Bila dibandingkan dengan alat-alat
bukti yang tercantum dalam HIR (Pasal 295 HIR), maka alat-alat bukti yang
disusun oleh KUHAP lebih banyak jumlahnya dan susunan yang berlainan. Yaitu
dengan ditambah alat bukti “keterangan ahli” dan susunan atau urutannya tidak
sama. Dan “Pengakuan terdakwa” dalam HIR diganti istilahnya dengan “keterangan
terdakwa” pada KUHAP.
1.
Keterangan
Saksi
Pasal 1 butir 27 KUHAP, Kansil dan Christine ST., 2002 :13) ditentukan :
“Keterangan saksi adalah salah satu alat bukti perkara pidana yang berupa
keterangan dari saksi mengenai suatu peristiwa pidana yang ia dengar sendiri,
ia lihat sendiri dan ia alami sendiri dengan menyebut alasan dari
pengetahuannya itu”.
Mengenai siapa yang disebut sebagai saksi, Pasal 1 butir 26 KUHAP, (Kansil dan
Christine S. T., 2002 : 13), ditentukan :
“Saksi adalah orang yang dapat memberikan keterangan guna kepentingan
penyidikan, penuntutan dan peradilan tentang suatu perkara pidana yang ia
dengar sendiri, ia lihat sendiri dan ia alami sendiri”.
Pasal 1 butir 26 tersebut diatas hanya menyebutkan tentang orang yang dapat
memberikan keterangan.
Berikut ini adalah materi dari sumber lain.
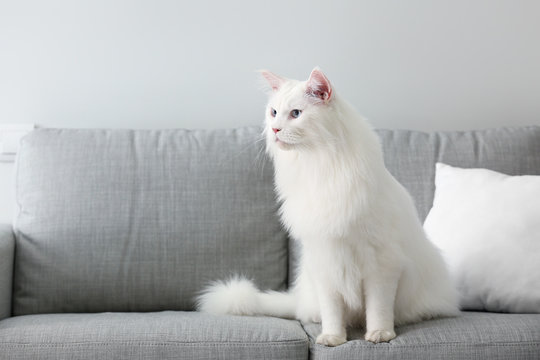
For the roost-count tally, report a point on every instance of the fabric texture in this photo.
(7, 252)
(469, 336)
(487, 225)
(411, 155)
(138, 220)
(161, 335)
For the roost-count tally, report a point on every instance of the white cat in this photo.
(365, 258)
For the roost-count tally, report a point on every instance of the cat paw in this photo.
(377, 336)
(331, 340)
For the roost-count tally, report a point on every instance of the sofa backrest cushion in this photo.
(140, 220)
(411, 155)
(123, 220)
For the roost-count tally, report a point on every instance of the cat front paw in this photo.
(331, 340)
(377, 336)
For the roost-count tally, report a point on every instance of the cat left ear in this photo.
(274, 80)
(319, 86)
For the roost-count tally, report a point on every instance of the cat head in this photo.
(299, 113)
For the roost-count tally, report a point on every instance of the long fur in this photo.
(365, 258)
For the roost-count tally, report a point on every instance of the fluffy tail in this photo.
(239, 296)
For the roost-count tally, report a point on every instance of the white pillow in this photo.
(487, 225)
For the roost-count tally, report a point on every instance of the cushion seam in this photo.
(163, 344)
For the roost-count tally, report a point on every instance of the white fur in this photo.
(365, 258)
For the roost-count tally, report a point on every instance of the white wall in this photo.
(418, 64)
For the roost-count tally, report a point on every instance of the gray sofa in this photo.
(118, 230)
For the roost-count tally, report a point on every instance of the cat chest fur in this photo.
(319, 201)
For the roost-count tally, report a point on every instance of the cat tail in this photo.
(239, 296)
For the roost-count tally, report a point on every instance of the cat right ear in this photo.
(274, 80)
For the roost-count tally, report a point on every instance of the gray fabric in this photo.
(411, 155)
(123, 220)
(7, 248)
(163, 335)
(470, 336)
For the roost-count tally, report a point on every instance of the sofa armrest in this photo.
(7, 252)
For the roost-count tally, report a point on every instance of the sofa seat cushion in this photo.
(472, 335)
(158, 335)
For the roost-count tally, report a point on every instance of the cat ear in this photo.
(318, 86)
(274, 80)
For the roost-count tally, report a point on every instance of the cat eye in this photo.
(296, 113)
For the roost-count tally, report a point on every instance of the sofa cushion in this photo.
(411, 155)
(469, 336)
(162, 335)
(123, 220)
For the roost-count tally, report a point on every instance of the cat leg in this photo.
(332, 317)
(380, 293)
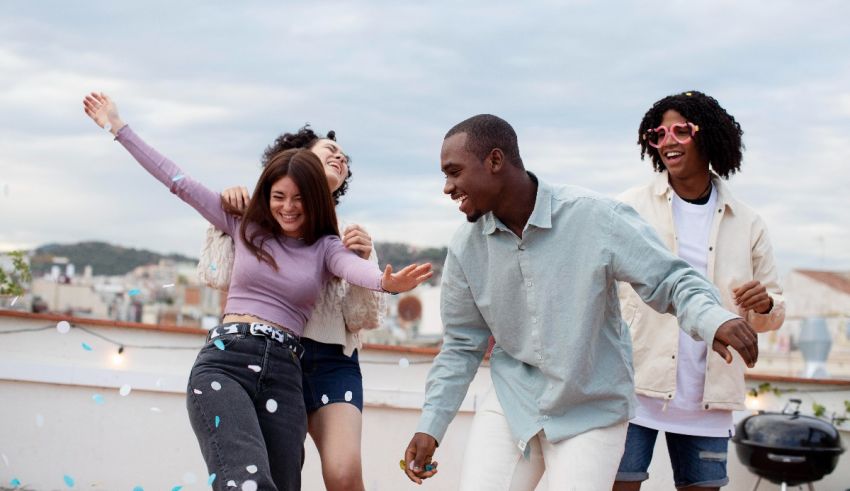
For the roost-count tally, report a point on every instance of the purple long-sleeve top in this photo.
(285, 297)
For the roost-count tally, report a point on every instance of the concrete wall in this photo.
(50, 426)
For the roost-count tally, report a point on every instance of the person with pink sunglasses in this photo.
(684, 389)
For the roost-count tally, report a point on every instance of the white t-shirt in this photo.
(684, 413)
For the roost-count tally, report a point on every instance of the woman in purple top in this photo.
(244, 397)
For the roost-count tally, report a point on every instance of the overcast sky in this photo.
(210, 84)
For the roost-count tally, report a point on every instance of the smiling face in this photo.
(287, 207)
(682, 160)
(333, 160)
(468, 181)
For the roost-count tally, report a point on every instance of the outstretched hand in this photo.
(417, 457)
(406, 279)
(100, 108)
(738, 335)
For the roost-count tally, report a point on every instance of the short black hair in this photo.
(305, 137)
(485, 132)
(718, 138)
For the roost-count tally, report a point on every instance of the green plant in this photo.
(12, 282)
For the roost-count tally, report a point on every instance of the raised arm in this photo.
(669, 285)
(103, 111)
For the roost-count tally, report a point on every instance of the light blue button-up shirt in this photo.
(562, 361)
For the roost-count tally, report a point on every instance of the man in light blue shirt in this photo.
(536, 267)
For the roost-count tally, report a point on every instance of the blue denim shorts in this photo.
(328, 376)
(696, 460)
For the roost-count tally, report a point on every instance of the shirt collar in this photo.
(661, 187)
(541, 215)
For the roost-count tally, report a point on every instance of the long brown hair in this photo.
(304, 168)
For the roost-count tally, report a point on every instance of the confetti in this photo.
(271, 405)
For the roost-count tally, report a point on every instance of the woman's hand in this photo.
(357, 239)
(237, 197)
(406, 279)
(103, 111)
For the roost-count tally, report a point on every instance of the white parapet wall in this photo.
(63, 413)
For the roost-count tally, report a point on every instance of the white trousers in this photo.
(493, 461)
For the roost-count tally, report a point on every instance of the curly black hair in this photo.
(305, 137)
(718, 138)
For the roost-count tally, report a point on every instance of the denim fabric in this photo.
(329, 376)
(243, 434)
(696, 460)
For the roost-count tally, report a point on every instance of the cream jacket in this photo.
(739, 250)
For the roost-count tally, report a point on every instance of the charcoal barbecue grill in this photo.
(787, 448)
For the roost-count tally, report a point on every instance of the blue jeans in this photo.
(247, 410)
(696, 460)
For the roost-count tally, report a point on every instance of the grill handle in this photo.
(786, 459)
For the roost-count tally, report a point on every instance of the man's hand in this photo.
(738, 335)
(753, 296)
(418, 457)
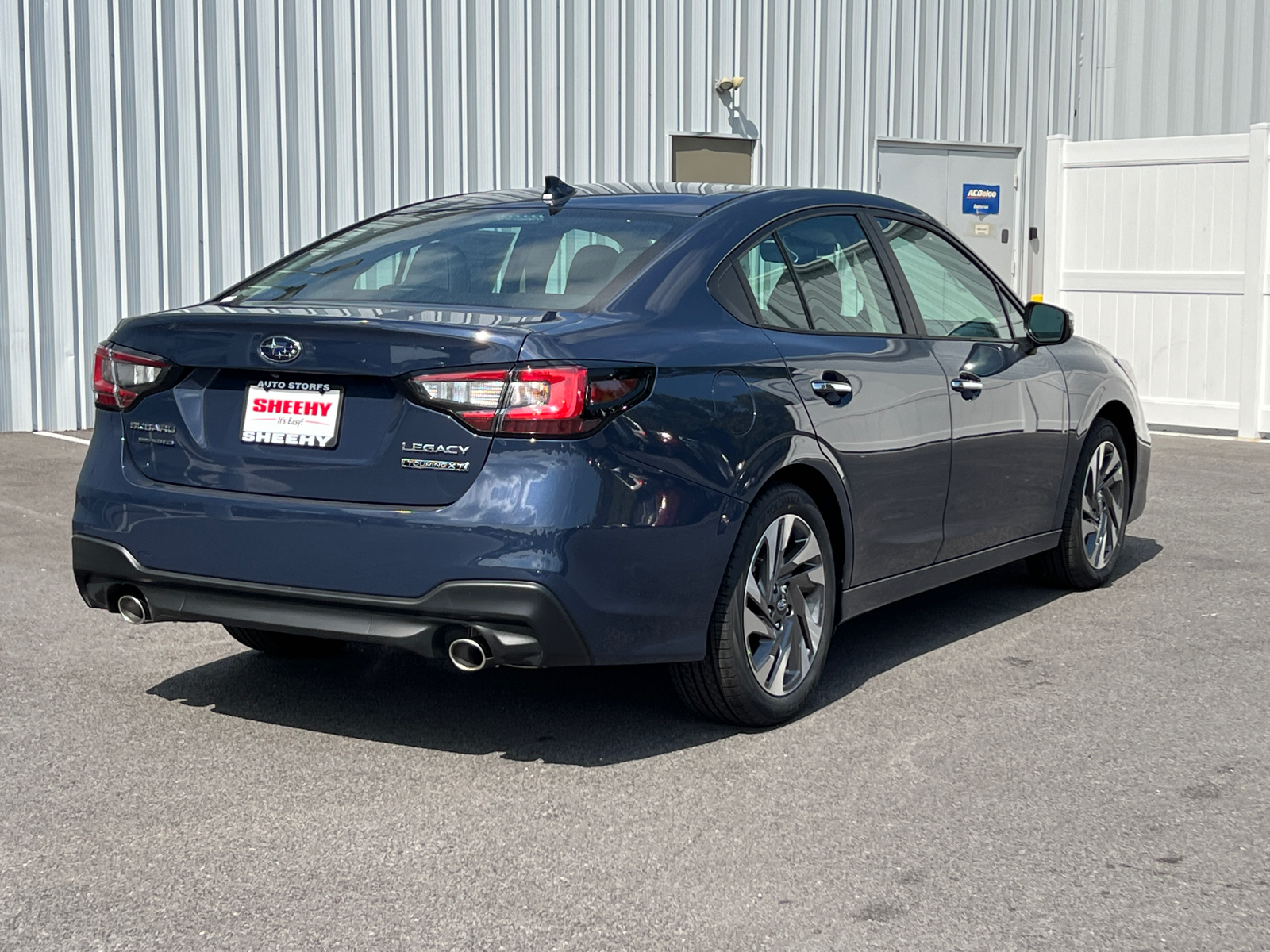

Menyimak klausula ini, tentu ditafsirkan ada orang-orang
tertentu yang tidak dapat memberikan keterangan sebagai saksi. Memang dalam
KUHAP sendiri telah ditentukan mengenai pengecualian-pengecualian untuk menjadi
saksi. Pengecualian-pengecualian yang dimaksud antara lain diatur dalam pasal
168, 170 dan 171 KUHAP.
Pengecualian menjadi saksi termasuk dalam Pasal 168 KUHAP, (Kansil dan
Christine ST., 2002 : 81 ), ditentukan :
a.
Keluarga
sedarah atau semenda dalam garis lurus keatas atau kebawah sampai derajat
ketiga dari terdakwa atau bersama-sama sebagai terdakwa.
b. Saudara dari
terdakwa atau bersama-sama sebagai terdakwa, saudara ibu atau saudara bapak,
juga karena yang mempunyai hubungan karena perkawinan dan anak-anak saudara
terdakwa sampai derajat ketiga.
c.
Suami atau
istri terdakwa meskipun sudah bercerai atau yang bersama-sama sebagai terdakwa.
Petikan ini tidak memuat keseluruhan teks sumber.